Carin and I after the first dive:
dive tofo

Keith and crew unloading. Very nice boats and equipment...
dive tofo 2

Then the weather changed. Some freak weather pattern came in and we got hit with winds, rain, clouds, and cold for the next 4 days. It felt like we were on the Oregon Coast! The weather was too harsh for the boats to launch, and the conditions too rough for diving anyway. So we waited. And waited. Our time was spent watching lots of World Cup football in the evenings:
Bamboozi Football

We would get out onto the beach or into town when the weather broke up a little bit. Otherwise it was lots of reading, cards and eating. We also took advantage of the bigger, crashing waves and rented some boogie boards.
Am I running from the wave or getting ready to ride it?
body boarding - tofo

The air and wind was quite cold, but it made the water feel all the warmer. We both got quite a kick out of catching some good rides.
body boarding - tofo 1


On a walk into the town of Tofo. This is on the road between Bamboozi and Tofo.
around Bamboozi

Just when we were starting to really go stir crazy and really wondering if the wait for Manta Reef was worth it, the weather sort of broke, and the dive was on. It was a gnarly launch....even on a calm day, getting that boat out over the breakers is a challenge. But we got out and had a very nice dive. It's about a half hour ride to the site. The visibility wasn't great, but we did see one beautiful, huge manta ray right at the end of the dive. Not to mention more moray eels and some of the biggest grouper fish I have ever seen. While we were down there, we all heard some indistinct sound that sounded like muffled voices. When we got to the top we were told that some whales came and swam right over our heads! How cool. And on the way back we saw several whales breeching not too far from our boat. Very nice. Not long after getting back to shore the weather turned to crap again. We were quite lucky to have had the opportunity to get out at all.

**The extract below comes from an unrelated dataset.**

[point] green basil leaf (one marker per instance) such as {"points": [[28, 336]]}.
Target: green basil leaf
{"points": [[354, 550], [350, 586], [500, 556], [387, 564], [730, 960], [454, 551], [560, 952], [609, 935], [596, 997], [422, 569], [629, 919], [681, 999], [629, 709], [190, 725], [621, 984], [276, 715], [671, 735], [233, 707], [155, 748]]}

So that afternoon, we set out for Inhambane, stayed the night there and caught the 5:30 AM express bus to Maputo the next morning. 1 km out of town, the bus broke down. It died and would not restart. So for the same price, they put us on the next bus that came by which we were quite sure was not an express, despite their insistence that it was. Nevertheless, it was a fine ride and we got to Maputo by late afternoon.

We spent just one day in Maputo. It is the capital of the country and a pretty big city, sitting right on a bay. Very close proximity to South Africa, so a bit more modern. Not the prettiest of cities, and by this point we are pretty anxious to get to South Africa and pick up the Land Rover and be completely independent. We booked tickets on a luxury coach and yesterday rode in style from Maputo to Pretoria, South Africa (just north of Johannesburg). Riding on the roads of South Africa is quite different than Mozambique. It feels just like being at home (big freeways with passing lanes, shopping malls, rest stops) the only difference being that we are on the other side of the road. We settled into a very cozy backpackers last night with a gaggle of girls and their parents in town for the majorette drum competition. Now it is just some logistics then if all goes well, we're off on our own to discover South Africa!